I would like to solve $f_k=\int_{-\infty}^{\infty}{x_k}e^{-\frac{1}{2}\sum_{i}^{n}\sum_{j}^{n}A_{ij}(x_{i}-C)(x_{j}-C)}d^{n}x$ for real constant C. I feel like this should be obvious but I'm unable to come up with a solution or find the answer anywhere. Thanks in advance.

Answer 1

First, let us recall that: $$\int_{-\infty}^{\infty}dx e^{-\frac{1}{2}\alpha x^{2}} = \sqrt{\frac{2\pi}{\alpha}}$$ where $\alpha > 0$. This is the usual Gaussian integral in one dimension. Now, let me write: $$\langle x, A x\rangle = x^{T}Ax = \sum_{i,j=1}^{n}x_{i}A_{ij}x_{j}$$ for simplicity. In order to the $n$-dimensional Gaussian integral to be well-defined, we must demand $A$ to be positive definite. In this case, there exists a unitary matrix $V$ such that: $$V^{-1}AV = D = \mbox{diag}\{\alpha_{1},...,\alpha_{n}\}$$ where $\alpha_{1},...,\alpha_{n}$ are the eigenvalues of $A$, which are all strictly positive since $A$ is positive definite. Now, set $y := Vx$. Then, we have: $$\langle x, Ax \rangle = \langle y, D y \rangle = \sum_{i=1}^{n}\alpha_{i}y_{i}^{2}$$ and, also $dx = |\det V| dy = dy$, since $|\det V| = 1$ because $V$ is unitary. Thus: $$\int_{\mathbb{R}^{n}}dx e^{-\frac{1}{2}\langle x, Ax \rangle} = \int dy e^{-\frac{1}{2}\sum_{i=1}^{n}\alpha_{i}y_{i}^{2}} = \prod_{i=1}^{n}\int_{-\infty}^{\infty}dy_{i} e^{-\frac{1}{2}\alpha_{i}y_{i}^{2}} = \prod_{i=1}^{n}\sqrt{\frac{2\pi}{\alpha_{i}}} =\bigg{(}\sqrt{\frac{2\pi}{\alpha_{i}}}\bigg{)}^{n} = \frac{(2\pi)^{\frac{n}{2}}}{{\det A}^{\frac{1}{2}}}$$ where I used the one-dimensional Gaussian integral result stated above and the fact that $\det A = \prod_{i=1}^{n}\alpha_{i}$.
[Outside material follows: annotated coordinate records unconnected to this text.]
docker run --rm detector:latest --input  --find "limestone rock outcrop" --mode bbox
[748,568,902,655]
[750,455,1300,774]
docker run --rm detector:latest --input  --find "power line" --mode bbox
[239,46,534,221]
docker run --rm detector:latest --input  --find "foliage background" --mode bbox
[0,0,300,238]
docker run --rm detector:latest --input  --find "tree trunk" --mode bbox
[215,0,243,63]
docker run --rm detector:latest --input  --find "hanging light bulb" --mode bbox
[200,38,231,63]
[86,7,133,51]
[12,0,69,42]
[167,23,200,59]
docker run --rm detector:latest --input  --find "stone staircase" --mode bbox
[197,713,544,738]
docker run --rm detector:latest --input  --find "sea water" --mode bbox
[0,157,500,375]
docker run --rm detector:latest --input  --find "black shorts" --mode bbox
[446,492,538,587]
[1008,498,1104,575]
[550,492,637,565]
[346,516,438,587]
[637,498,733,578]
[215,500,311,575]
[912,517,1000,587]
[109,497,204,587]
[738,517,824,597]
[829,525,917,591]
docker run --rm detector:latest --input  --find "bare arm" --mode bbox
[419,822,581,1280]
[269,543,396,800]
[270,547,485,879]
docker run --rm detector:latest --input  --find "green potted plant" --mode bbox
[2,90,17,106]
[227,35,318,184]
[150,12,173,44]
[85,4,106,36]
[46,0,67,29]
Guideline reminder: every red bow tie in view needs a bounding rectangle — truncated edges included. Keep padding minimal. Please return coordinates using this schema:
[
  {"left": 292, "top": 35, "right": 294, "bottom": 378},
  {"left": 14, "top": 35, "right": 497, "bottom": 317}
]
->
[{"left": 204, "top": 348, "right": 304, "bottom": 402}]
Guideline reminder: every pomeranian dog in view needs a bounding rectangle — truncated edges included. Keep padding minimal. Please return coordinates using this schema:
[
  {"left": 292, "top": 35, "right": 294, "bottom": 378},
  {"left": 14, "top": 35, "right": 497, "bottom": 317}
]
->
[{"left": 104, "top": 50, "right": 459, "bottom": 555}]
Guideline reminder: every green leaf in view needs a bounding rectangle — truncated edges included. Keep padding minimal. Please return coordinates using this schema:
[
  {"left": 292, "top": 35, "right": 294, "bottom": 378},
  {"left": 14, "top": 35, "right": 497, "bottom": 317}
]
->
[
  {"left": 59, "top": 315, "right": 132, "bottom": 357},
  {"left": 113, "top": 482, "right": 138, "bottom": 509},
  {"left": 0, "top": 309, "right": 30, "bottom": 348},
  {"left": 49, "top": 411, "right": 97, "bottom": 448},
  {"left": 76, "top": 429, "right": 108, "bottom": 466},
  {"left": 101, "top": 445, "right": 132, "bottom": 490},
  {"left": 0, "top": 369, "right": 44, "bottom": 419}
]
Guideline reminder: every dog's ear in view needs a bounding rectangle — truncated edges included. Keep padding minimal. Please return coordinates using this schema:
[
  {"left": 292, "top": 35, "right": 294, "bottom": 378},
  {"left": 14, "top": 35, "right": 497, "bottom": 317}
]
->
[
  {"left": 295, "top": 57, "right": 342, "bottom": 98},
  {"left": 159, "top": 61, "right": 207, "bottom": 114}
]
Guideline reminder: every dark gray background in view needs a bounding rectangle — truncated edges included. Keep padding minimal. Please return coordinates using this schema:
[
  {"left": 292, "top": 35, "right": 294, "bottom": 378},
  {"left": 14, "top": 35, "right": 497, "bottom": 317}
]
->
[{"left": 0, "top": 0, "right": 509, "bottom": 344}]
We can proceed in a similar way to evaluate the Laplace transform: $$g(p) := \int_{\mathbb{R}^{n}}dx e^{-\frac{1}{2}\langle x, Ax \rangle}e^{\langle p, x\rangle}$$ with $p \in \mathbb{R}^{n}$. Using the same transformation as before and noticing that: $$\langle p, x \rangle = \langle p, V^{-1}y\rangle = \langle Vp, y\rangle = \langle \zeta, y\rangle$$ with $\zeta := Vp$, we can obtain: $$g(p) = \prod_{i=1}^{n}\int_{-\infty}^{\infty} dy_{i} e^{-\frac{1}{2}\alpha_{i}y_{i}^{2}}e^{\zeta_{i}y_{i}} = \frac{(2\pi)^{\frac{n}{2}}}{(\det A)^{\frac{1}{2}}}e^{\frac{1}{2}\langle p, A^{-1}p\rangle}$$

Finally, if you want to evaluate the object: $$f_{k} = \langle x_{k}\rangle := \int_{\mathbb{R}^{n}}x_{k}e^{-\frac{1}{2}\langle x, Ax\rangle}$$ then the usual trick is to use: $$f_{k} = \frac{\partial g(p)}{\partial p_{k}}\bigg{|}_{p=0} = \bigg{[}\frac{\partial}{\partial p_{k}}\bigg{(}\frac{(2\pi)^{\frac{n}{2}}}{(\det A)^{\frac{1}{2}}}e^{\frac{1}{2}\langle p, A^{-1}p\rangle}\bigg{)}\bigg{]}\bigg{|}_{p=0}$$

I'll leave the details to you!